By ANNE WOOD
Most girls go through a tomboy phase at some point in their lives, but for Evelyn King, the no-nonsense attitude was not just a phase. Evelyn, a third grader at Crestline Elementary, is no stranger to playing organized sports, including youth football. Prior to joining the football team, she had played soccer, softball, and basketball.
Evelyn viewed football just like any other sport. Why would it be considered out of the ordinary for her to play football? She had no specific agendas when joining the team, she had no point to prove, she simply loved the sport.
“I just love football,” she said. “My older brother has played, and I just wanted to try it.”
Evelyn did not show the slightest bit of concern for being the only girl on the team. When asked if she felt comfortable being the only girl on the team, she responded with a simple shrug, grin, and an “I don’t really care.” Evelyn recounts her favorite memory of playing football as she described scoring a touchdown. To a lot of people, this proved that Evelyn did not need any special attention or accommodations.
Obviously not much of a girly-girl, she had to ask her mother repeatedly over the course of six months for permission to play football. The final selling point for Kimberly King, Evelyn’s mother, were questions she carefully crafted with her father’s help:
“Mom, can a girl be president?” asked Evelyn.
“Yes,” her mother answered.
“Why hasn’t a girl been president yet, then?”
“I don’t know.”
“Is it because boys are better than girls?”
“Can a girl really set her mind on doing what she wants to do?”
“So, Mom, can I play football?”
The reluctant mother changed her no answers to a “we’ll see” and finally told Evelyn the next day that, yes, she could play football.
Her mother was not scared of Evelyn getting hurt, though, because of safety rules put into place at Crestline. One of the most effective rules states that if a player is more than 75 pounds, he or she may not run the ball.
Kimberly King’s main concern was if Evelyn would be ostracized both on and off the field for being the only girl to play football. Evelyn insists, though, that she has kept the same group of friends that she had before she started playing football. No one has treated her any differently. She also enjoys simply being on the team and having fun. Both she and her mother agree that her coaches and teammates treat her like any other player, and with respect.

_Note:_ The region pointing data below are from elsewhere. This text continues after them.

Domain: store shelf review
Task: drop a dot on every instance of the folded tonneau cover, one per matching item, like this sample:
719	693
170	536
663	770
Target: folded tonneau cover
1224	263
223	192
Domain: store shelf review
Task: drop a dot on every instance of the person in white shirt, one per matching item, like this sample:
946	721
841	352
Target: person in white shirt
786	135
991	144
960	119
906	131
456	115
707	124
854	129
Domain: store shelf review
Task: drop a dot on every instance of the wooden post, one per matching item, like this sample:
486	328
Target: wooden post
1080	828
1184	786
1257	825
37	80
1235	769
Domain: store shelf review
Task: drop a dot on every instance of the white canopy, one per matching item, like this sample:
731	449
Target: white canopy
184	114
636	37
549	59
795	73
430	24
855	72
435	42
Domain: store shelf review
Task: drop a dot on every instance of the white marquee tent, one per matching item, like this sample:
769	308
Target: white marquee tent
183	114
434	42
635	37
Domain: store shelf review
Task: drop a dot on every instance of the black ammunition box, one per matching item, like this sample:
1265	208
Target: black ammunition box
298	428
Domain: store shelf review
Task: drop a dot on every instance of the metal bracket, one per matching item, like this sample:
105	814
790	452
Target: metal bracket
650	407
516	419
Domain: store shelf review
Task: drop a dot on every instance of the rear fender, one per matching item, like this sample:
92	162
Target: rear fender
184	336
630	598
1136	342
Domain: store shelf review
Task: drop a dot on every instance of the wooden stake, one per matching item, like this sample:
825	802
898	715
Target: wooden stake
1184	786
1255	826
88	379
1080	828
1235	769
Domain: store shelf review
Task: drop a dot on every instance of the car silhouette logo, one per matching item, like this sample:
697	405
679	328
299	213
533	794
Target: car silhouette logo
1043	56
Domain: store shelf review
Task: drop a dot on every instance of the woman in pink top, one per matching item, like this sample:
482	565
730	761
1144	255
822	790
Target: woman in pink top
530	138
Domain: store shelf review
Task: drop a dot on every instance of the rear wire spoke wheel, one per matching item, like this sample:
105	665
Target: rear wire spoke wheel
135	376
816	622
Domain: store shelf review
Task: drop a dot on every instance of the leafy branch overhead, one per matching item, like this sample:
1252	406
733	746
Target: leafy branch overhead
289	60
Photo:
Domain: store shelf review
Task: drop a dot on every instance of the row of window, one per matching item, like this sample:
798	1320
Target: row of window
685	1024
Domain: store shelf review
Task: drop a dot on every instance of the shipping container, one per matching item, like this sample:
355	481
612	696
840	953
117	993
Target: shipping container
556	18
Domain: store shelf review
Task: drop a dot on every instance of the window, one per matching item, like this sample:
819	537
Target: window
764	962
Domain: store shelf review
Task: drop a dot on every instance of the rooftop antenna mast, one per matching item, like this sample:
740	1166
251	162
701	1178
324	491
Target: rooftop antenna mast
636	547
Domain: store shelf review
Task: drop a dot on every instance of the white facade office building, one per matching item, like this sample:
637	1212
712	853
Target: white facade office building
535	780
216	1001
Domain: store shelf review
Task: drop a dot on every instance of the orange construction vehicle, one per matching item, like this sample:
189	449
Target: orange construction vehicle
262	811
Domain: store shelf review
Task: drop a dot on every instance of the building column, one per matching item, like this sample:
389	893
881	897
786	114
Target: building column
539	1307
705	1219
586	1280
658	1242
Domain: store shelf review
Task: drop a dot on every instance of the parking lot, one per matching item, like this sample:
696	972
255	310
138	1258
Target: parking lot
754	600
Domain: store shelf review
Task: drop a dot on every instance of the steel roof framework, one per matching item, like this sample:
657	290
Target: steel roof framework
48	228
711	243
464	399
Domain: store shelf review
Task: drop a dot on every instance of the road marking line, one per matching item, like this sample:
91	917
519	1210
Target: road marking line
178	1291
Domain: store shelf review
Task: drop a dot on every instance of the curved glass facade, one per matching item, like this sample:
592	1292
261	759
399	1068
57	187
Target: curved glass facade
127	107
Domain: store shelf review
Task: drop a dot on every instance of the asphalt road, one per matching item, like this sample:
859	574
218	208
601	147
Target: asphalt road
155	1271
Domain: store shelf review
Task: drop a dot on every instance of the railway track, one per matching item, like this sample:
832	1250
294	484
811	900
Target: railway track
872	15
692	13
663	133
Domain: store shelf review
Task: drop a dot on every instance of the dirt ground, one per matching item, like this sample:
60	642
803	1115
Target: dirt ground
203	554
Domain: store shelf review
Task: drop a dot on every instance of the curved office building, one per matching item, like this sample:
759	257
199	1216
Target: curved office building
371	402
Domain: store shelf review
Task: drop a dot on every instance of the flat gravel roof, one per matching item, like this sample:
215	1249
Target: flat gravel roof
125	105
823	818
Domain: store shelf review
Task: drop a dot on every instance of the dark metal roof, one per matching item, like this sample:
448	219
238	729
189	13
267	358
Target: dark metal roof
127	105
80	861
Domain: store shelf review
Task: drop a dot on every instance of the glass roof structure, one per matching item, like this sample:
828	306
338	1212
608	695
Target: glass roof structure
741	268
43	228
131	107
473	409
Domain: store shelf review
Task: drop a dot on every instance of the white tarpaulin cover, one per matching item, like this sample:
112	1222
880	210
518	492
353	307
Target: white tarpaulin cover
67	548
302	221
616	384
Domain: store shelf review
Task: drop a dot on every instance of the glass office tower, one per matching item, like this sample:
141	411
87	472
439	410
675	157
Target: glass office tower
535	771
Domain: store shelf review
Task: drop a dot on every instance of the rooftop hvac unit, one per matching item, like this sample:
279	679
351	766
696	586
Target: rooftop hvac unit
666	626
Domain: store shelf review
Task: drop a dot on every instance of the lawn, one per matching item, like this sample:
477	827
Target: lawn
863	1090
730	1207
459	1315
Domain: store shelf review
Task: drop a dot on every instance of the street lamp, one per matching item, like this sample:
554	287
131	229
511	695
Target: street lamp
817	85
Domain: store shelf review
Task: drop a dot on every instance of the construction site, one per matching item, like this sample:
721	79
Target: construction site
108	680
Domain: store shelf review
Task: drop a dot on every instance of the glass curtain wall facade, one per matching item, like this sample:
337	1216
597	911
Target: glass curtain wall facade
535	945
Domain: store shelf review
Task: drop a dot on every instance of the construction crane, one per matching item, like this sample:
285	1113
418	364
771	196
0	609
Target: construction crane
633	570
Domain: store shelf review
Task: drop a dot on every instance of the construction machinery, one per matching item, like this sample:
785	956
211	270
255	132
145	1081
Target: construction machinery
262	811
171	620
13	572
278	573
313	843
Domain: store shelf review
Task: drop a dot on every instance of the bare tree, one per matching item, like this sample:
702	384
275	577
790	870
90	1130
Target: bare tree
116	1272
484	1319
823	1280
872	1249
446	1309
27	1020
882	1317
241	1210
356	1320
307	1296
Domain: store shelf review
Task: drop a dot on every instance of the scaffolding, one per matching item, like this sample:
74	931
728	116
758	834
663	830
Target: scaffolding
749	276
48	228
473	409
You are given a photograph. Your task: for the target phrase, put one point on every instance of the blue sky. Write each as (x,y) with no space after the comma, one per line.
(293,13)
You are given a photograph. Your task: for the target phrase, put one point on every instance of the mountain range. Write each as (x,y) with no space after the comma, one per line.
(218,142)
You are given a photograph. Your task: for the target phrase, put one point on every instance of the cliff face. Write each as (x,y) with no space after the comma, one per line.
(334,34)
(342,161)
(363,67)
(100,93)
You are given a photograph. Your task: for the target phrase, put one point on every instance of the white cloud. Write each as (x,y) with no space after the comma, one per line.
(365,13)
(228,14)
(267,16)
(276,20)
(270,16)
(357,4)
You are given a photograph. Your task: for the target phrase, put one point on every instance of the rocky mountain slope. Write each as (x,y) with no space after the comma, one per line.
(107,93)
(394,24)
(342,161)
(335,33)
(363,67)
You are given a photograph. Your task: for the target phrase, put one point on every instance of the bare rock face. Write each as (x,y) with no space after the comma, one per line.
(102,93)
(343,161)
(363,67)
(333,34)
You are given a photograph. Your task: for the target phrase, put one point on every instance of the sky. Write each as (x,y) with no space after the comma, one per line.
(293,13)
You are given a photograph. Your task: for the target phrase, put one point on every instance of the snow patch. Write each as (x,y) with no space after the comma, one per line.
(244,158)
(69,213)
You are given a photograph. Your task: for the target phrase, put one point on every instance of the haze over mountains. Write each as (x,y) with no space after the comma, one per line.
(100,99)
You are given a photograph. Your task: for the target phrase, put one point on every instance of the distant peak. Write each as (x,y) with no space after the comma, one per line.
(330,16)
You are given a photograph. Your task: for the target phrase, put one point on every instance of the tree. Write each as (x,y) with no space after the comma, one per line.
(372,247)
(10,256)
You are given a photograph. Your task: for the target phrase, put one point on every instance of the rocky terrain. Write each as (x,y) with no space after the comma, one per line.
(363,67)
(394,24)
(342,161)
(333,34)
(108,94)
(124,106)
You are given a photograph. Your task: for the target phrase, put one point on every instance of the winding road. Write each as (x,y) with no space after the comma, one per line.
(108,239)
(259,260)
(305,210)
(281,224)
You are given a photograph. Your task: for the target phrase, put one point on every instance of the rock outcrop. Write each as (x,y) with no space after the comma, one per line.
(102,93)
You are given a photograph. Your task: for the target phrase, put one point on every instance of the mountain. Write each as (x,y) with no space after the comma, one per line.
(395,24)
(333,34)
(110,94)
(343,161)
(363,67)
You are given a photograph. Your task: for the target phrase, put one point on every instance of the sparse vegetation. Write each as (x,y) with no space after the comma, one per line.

“I’m so glad we did it,” Kimberly King said. “The reaction has been nothing but positive.” She even says that a few parents of girls, both Evelyn’s age and older, expressed either a regret for not letting their child play or a desire to get their child into the program. It turns out that there was a lot more underlying interest in football from girls than what was thought. Evelyn just happened to be the first one strong enough to pursue her goals.
While the coaches treated Evelyn as just “one of the guys,” she still had her girlish quirks. In the height of the boys-have-cooties phase, Evelyn refused to link arms with her teammates in the huddle.
“It is the one thing she will not do,” her mother said. “Evelyn keeps her arms right by her side.”
Kimberly King is now the football team’s biggest fan.
“I thought initially it would be just the one year,” she said, “but if she wants to continue in future years, I’ll let her.”